Rafael Nadal, 19: ‘One of my season’s goals was to play well in Madrid, Shanghai’

In one of the greatest seasons for teenagers in the Open era, Rafael Nadal claimed 11 ATP titles from 12 finals in 2005, becoming a Major champion and world no. 2 behind Roger Federer. Alongside unbelievable results on clay, an incredible youngster almost beat Federer in the Miami final before conquering Canada and Beijing. Heading to Madrid with three Masters 1000 titles by his name, Nadal overcame a knee injury to beat four rivals and advance into the season’s 12th final, toppling Robby Ginepri 7-5, 7-6 in an hour and 41 minutes for the fifth Masters 1000 title match in 2005! Well-capable of playing on a high level at hard-court Masters 1000 events, Ginepri advanced to the semi-final for the second time in a row after Cincinnati, where he took a set away from Roger Federer. The American defeated Sebastien Grosjean, Nikolay Davydenko and David Ferrer to set Nadal clash, trying to reach the biggest final of his career.

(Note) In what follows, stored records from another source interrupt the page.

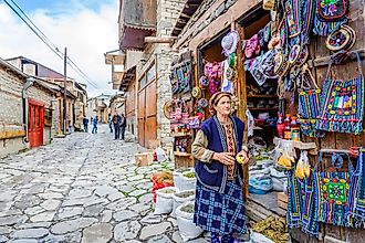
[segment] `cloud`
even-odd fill
[[[100,88],[92,87],[71,67],[67,76],[86,83],[90,96],[112,94],[112,71],[104,64],[104,53],[117,49],[118,1],[102,1],[98,8],[83,2],[72,0],[67,11],[36,9],[27,14],[60,51],[67,47],[69,56]],[[0,3],[0,57],[19,55],[63,73],[63,61],[8,6]]]

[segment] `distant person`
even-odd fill
[[[93,130],[92,130],[92,134],[97,134],[97,120],[98,120],[98,117],[95,116],[95,118],[93,119]]]
[[[114,139],[119,139],[119,127],[121,127],[121,123],[122,123],[122,117],[118,114],[118,110],[115,110],[115,114],[113,116],[113,125],[114,125]]]
[[[84,116],[84,118],[82,119],[82,123],[84,125],[84,131],[88,133],[88,119],[86,116]]]
[[[122,122],[121,122],[121,136],[122,140],[124,140],[124,133],[125,133],[125,127],[127,126],[127,118],[122,114]]]
[[[111,133],[113,133],[113,123],[112,123],[112,114],[107,115],[107,124],[109,125]]]

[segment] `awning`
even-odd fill
[[[132,66],[129,70],[123,72],[119,91],[125,92],[129,87],[131,82],[135,78],[135,76],[136,76],[136,66]]]
[[[177,19],[177,22],[175,24],[175,28],[173,30],[171,35],[178,36],[181,31],[184,30],[185,25],[189,22],[190,18],[194,15],[194,13],[197,11],[199,6],[201,4],[201,0],[187,0],[182,11]]]
[[[155,27],[123,24],[123,34],[119,41],[121,50],[144,50],[145,38],[156,32]]]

Despite his great effort, it was the Spaniard who sealed the deal in two tight sets, winning nine points more than his rival and claiming three breaks from eight opportunities to move over the top. Robby hit three winners from 30-0 down in the third game to avoid break chances and fired four more two games later for a hold at love and a 3-2 lead. That all changed at 3-3 when Rafa landed a forehand winner to create first break opportunities, wasting them after some strong hitting from the American before converting the third when Ginepri netted a backhand. Instead of confirming the break, Nadal got broken a few minutes later after a shaky performance, netting a backhand and keeping Ginepri alive. Three winners in the ninth game sent Robby in front again, and Nadal leveled the score at 5-5 despite being 30-0 down and two points away from losing the set. Facing more troubles on serve in the 11th game, Ginepri repelled two break points with beautiful winners before Nadal converted the third after his opponent’s loose forehand.

In 2005, Rafael Nadal advanced to the Masters 1000 final at home in Madrid.

Serving for the set, the Spaniard found himself 30-0 down again, but that wasn’t an obstacle for him, delivering three great serves and a forehand winner that sent him over the top. Both players served well in the second set’s first six games, and it was Nadal who punched the first strike with a break at 15 that pushed him 4-3 up following a backhand mistake from the American. Out of a sudden, Robby pulled the break back in the next one thanks to Rafa’s weak forehand, getting the second chance and closing the ninth game with a forehand drive-volley winner that sent him 5-4 up. With no room for errors, Nadal hit a service winner to level the score at 5-5 before two good holds on both sides that set a tie break. Robby made a poor start and fell 2-0 behind after Nadal’s forehand winner. A service winner allowed the Spaniard to go 6-1 up, and he moved over the top when Ginepri sent a forehand long in the next one. 

“Reaching the Masters 1000 final is something special for me, especially here in Madrid on an indoor court. One of my goals at the beginning of the season was to play well in Madrid and Shanghai. No matter what could happen today, this was a good tournament. Now, it got even better, and I hope I can win. That would be my 11th title of the season and fourth at the Masters level; that would be incredible,” Rafael Nadal said.